The studies in remote sensing have not fully explored the concept of scale-arbitrary super-resolution. For instance, Fang et al.
[40] propose an arbitrary upscale module based on Meta-SR and add an edge reinforcement module in post-processing stage to enhance the high-frequency information of the generated images. In addition, He et al.
[41] present a video satellite image framework that enhances spatial resolution by subpixel convolution and bicubic-based adjustment. To conclude, there remains a requirement for a general approach to tackle the challenge of scale-arbitrary super-resolution for satellite images.
4. Image Rescaling
Compared to super-resolution models that primarily focus on image upscaling, image rescaling (IR) integrates both image downscaling and upscaling to achieve more precise preservation of details. Therefore, the upscaling component of IR can also be used for super-resolution reconstruction of images at arbitrary resolutions. Xiao et al.
[42] developed an invertible rescaling net (IRN) with a deliberately designed framework but limit it to a fixed integer scale factor.

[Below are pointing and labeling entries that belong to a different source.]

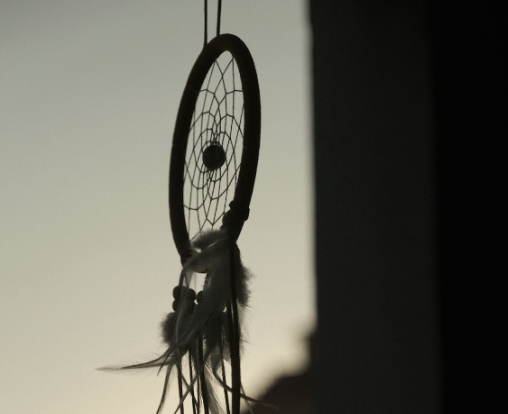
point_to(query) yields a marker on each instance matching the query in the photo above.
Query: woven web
(217, 121)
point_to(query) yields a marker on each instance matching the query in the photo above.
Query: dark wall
(377, 344)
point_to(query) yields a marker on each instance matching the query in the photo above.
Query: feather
(199, 330)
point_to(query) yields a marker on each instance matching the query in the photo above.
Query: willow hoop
(238, 212)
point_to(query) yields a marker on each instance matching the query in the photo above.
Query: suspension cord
(219, 13)
(206, 22)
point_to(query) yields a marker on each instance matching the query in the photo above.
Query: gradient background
(88, 98)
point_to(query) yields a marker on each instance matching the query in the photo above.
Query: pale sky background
(88, 97)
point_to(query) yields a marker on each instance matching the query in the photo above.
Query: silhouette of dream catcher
(213, 166)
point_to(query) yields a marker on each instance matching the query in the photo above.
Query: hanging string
(219, 13)
(206, 22)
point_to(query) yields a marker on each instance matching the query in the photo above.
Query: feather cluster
(203, 332)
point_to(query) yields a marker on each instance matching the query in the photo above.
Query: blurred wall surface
(377, 344)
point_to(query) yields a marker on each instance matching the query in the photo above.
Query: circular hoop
(245, 174)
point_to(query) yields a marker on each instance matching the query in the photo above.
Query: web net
(214, 147)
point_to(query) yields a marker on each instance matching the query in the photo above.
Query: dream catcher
(212, 171)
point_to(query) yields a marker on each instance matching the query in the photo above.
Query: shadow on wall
(289, 394)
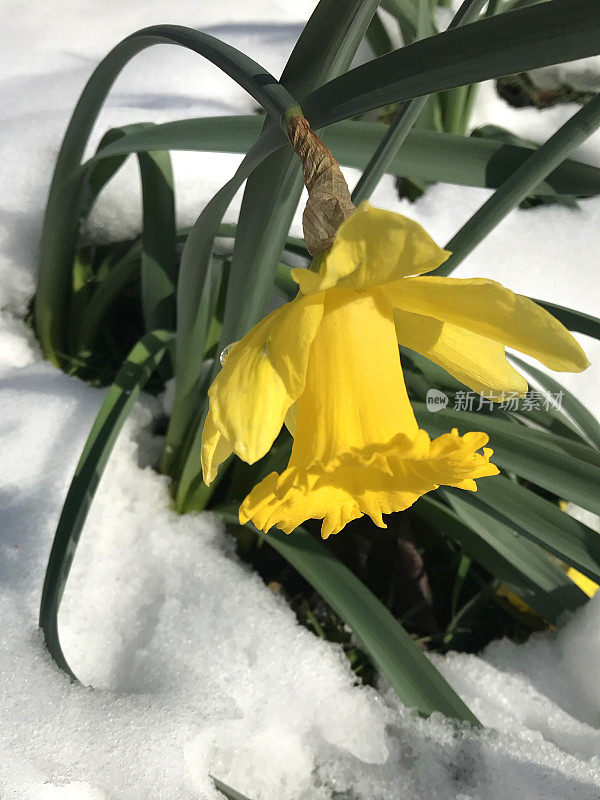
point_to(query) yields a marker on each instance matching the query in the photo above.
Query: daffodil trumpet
(327, 366)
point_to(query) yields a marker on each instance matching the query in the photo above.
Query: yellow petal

In contrast, Pan et al.
[43] proposed a bidirectional arbitrary image rescaling network (BAIRNet) that unifies image downscaling and upscaling as a single learning process. Later, Pan et al.
[44] introduced a simple and effective invertible arbitrary rescaling network (IARN) that achieves arbitrary image rescaling with better performance than BAIRNet. In the field of remote sensing, Zou et al.
[45] proposed a rescaling-assisted image super-resolution method (RASR) to better restore lost information in medium-low resolution remote sensing images.
As a newly emerged field, IR requires modeling the process of downscaling images and supporting image magnification at non-integer scale factors. However, most IR methods mainly focus on exploring continuous representations of images at lower scale factors (e.g., less than 4×) and neglect the potential underfitting problem that may arise at higher scale factors.